By Jonathan E. Finegold

Five employees of the Typing and Copy Center went on strike yesterday afternoon, joining the 31 printers from two locals of the Graphic Arts International Union (GAIU) in their four-week old strike against the University.

The employees of the copy center, a division of the University Printing Office, voted 5-1 last Thursday in favor of striking. One typesetter is remaining on the job due to "extenuating circumstances," Deidre Daughty, one of the typesetters picketing outside Holyoke Center, said yesterday.

Unanimous Vote

The previously non-unionized typesetters voted unanimously on April 24 to join Local 300, one of the two striking printers' locals. The National Labor Relations Board certified their election to the local on May 2.

Daughty said that the typesetters are demanding a larger wage hike than the 5.9-per-cent increase plus $10 a week sought by the printers.

"They are further behind the printers in pay, and their demands are above and beyond those of the printers," Paul Golden, vice president of Local 300, said yesterday.

Neither Golden nor the typesetters would say exactly what wage increase the typesetters are seeking.

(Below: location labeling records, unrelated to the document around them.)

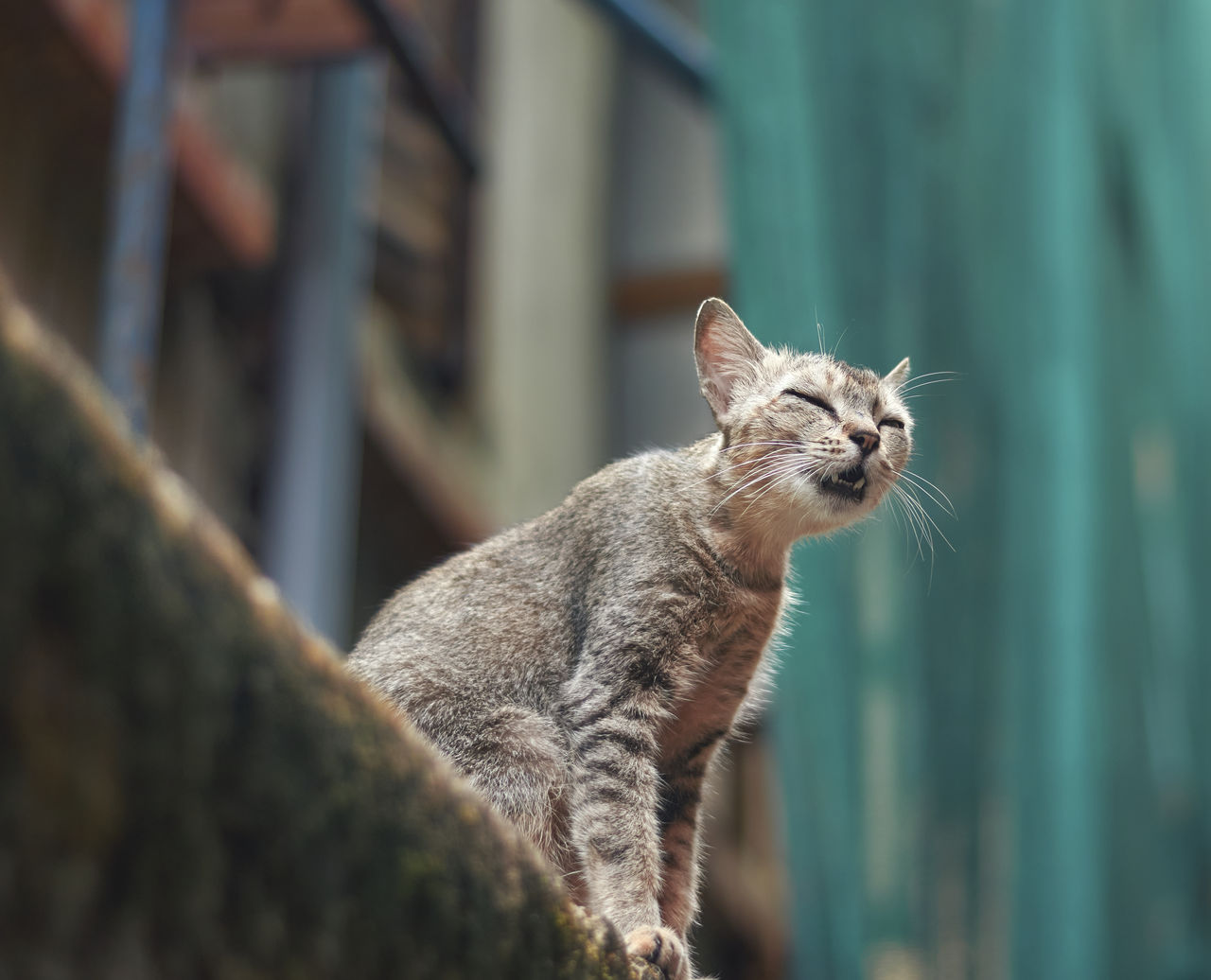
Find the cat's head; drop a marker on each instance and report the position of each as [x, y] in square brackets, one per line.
[809, 441]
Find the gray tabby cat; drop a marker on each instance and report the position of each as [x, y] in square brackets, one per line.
[583, 669]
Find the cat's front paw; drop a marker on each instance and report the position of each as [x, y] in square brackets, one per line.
[661, 948]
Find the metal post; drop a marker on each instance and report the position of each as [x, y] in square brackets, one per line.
[311, 514]
[133, 284]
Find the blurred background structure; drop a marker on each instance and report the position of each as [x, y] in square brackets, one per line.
[396, 272]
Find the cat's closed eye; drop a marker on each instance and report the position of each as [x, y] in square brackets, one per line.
[813, 400]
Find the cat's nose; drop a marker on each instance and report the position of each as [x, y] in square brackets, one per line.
[868, 440]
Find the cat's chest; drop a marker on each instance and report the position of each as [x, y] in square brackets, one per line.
[729, 660]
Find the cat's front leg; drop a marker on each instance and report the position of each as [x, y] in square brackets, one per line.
[614, 824]
[684, 774]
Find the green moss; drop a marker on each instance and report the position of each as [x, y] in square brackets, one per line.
[193, 786]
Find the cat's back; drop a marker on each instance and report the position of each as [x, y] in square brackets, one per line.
[513, 611]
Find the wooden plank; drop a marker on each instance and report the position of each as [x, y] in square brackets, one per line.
[280, 29]
[230, 201]
[639, 296]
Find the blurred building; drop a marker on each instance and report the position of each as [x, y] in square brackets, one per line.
[372, 354]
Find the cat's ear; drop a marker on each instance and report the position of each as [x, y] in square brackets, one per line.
[726, 353]
[899, 375]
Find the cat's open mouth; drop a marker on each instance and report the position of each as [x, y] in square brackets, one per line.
[849, 484]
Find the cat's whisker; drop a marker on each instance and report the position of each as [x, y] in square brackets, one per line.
[911, 496]
[797, 470]
[911, 510]
[925, 486]
[766, 473]
[735, 465]
[909, 528]
[924, 380]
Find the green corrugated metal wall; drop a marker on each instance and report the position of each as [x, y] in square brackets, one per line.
[997, 763]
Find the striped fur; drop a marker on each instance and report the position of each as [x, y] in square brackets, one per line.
[585, 669]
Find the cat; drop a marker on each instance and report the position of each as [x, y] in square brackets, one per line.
[584, 669]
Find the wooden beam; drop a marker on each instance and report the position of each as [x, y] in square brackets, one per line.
[230, 201]
[277, 29]
[641, 294]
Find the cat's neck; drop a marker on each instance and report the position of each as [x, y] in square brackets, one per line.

John B. Butler, director of personnel, said yesterday that he has not been contacted by the union with regard to the typesetters' strike.

Butler said that he has no plans for hiring other typesetters to work for the copy center during the strike. The copy center does composition work for the Harvard University Gazette and for many departments in the University.

"The work will get done--somehow," Carl W. Getz, director of the University Printing Office, said yesterday. Getz said that the office's management personnel will now typeset for the copy center.

Deane W. Lord, director of the University News Office and editor of the Gazette, said yesterday, "The Gazette will be published, if at all possible." She said she "will not speculate" on what will be done "until we find a way."

She said special efforts would be made to publish the Calendar of Events, which appears in each week's Gazette, even if the entire paper cannot be published.

Golden said yesterday that the GAIU will not direct the members of Local 300 at Harwich Lithographers, the company that prints the Gazette, to stop printing the newspaper during the typesetter's strike.

"We don't want to bite off more than we can chew by getting involved in a secondary boycott," he said. Golden said, however, he will direct Harwich Lithographers to drop the Union insignia from the Gazette during the strike.